Cole thought this a cruel and ineffective process, particularly considering the dog was not a threat and was so well liked by all but one resident. The other residents, she said, took to putting notices in common areas, urging the complainant to give up, to "live and let live," but to no avail. Things came to a head on Feb. 3.
Cole said she was cleaning one of the complex's pools, with Blackie nearby, when animal control officers approached. She was between the officers and the dog, but she did nothing. When the officers told her to move, Blackie came to her side.
Cole said an officer aimed his tranquilizer gun at the dog that was nestled against her leg. Feeling personally threatened and also protective, Cole said she told Blackie to run, which he did, disappearing into the foliage.
Cole was served with a citation for obstructing an animal control officer and for feeding and harboring the dog.
Cole said community residents were up in arms. They took up a collection to help her fight the charges, and one resident, who worked for Ruiz, got him involved. Ruiz filed to have the charges dismissed. He said he got a call from the county attorney's office indicating charges had been dropped.
In the meantime, Cole was working on a plan to adopt Blackie.
At the urging of residents, she got in touch with the SPCA, which arranged for help from one of its investigators, a former animal control officer.
By having Cole feed the dog strong tranquilizers and then waiting quietly for a couple of hours while the drugs took effect, the investigator captured Blackie and took him to SPCA offices, where he was neutered, given all his shots and a tracking microchip, and licensed to Cole.
Disoriented, Blackie responded instantly to Cole when she came to pick him up. She brought him to her Pinellas Park home to play in her expansive back yard with Butler and Cheyenne, her two purebred Labs.
Cole brought Blackie home March 18 and thought she had her happy ending. The dog quickly adjusted to his new surroundings and family. Then, on March 21, an animal control officer served Cole with another citation, this one relating to the Feb. 3 charge of obstructing an officer.
"We re-served the original citation," said Berry, the senior officer. "The county attorney told us the original was incorrectly worded."

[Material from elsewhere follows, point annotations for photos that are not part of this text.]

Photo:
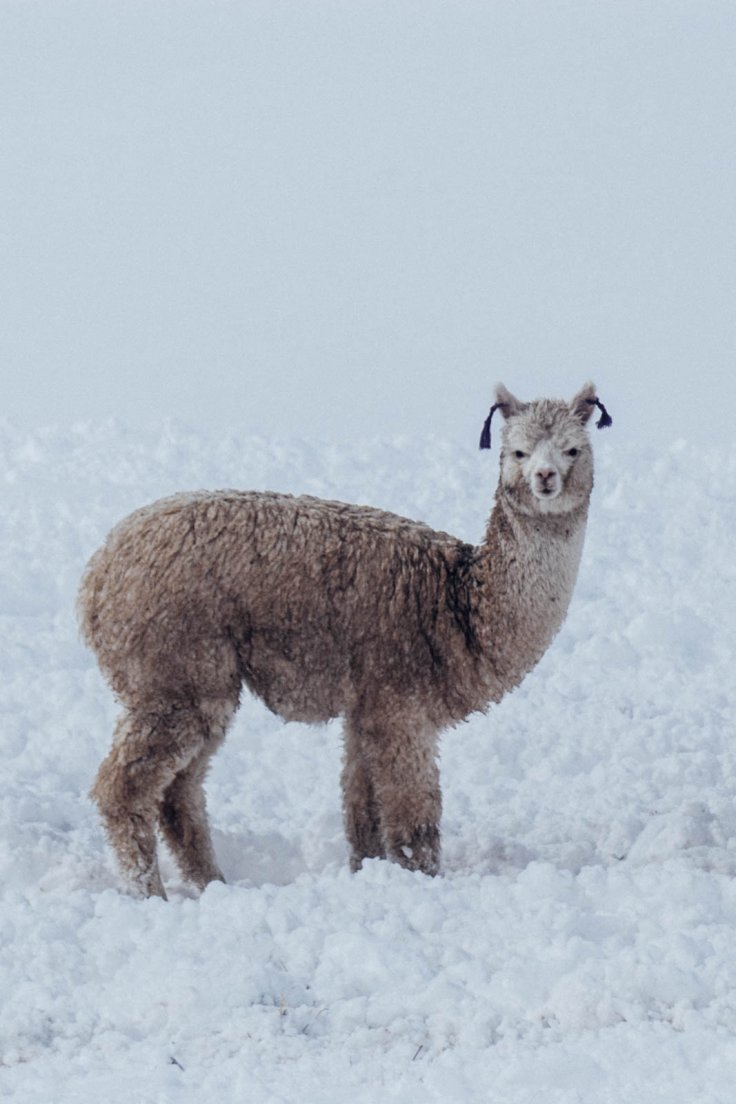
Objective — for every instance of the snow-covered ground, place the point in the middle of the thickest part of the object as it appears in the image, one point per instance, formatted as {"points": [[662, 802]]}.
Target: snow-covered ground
{"points": [[582, 943]]}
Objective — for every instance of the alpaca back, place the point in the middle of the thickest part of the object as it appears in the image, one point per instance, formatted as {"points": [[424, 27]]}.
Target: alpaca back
{"points": [[315, 598]]}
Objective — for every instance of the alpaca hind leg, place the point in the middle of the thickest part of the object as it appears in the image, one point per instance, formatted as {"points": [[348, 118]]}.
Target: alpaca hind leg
{"points": [[149, 750], [361, 811], [406, 784], [183, 821]]}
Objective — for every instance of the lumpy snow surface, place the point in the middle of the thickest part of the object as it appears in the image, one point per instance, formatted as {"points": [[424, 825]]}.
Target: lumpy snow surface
{"points": [[580, 945]]}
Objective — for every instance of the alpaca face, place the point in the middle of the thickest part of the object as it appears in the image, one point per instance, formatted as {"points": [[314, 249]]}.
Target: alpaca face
{"points": [[546, 462]]}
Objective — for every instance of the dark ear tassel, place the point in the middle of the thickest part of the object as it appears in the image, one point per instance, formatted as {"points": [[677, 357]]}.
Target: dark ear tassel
{"points": [[486, 435], [605, 418]]}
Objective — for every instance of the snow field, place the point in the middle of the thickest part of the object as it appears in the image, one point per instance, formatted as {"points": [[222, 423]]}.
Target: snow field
{"points": [[580, 944]]}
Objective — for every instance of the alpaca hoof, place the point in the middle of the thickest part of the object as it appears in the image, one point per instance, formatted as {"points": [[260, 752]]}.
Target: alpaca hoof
{"points": [[420, 851]]}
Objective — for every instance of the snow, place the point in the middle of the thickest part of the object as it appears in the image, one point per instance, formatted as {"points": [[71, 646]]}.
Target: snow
{"points": [[580, 945]]}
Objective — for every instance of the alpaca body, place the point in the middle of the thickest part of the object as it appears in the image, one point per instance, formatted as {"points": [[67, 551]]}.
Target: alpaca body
{"points": [[322, 609]]}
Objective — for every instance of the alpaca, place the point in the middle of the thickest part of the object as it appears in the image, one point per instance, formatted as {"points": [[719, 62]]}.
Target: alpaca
{"points": [[326, 609]]}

Cole is beside herself. She's already spent plenty of time and money on the process of saving Blackie. Now she's facing a fine on charges that were once dropped relating to obstructing officers from capturing a dog she's already captured and tamed. She goes to court April 15.
"He chose me," Cole said of Blackie, crouched behind her legs, his eyebrows raised in puzzlement. "He feels safe with me."
"This is starting to feel like harassment."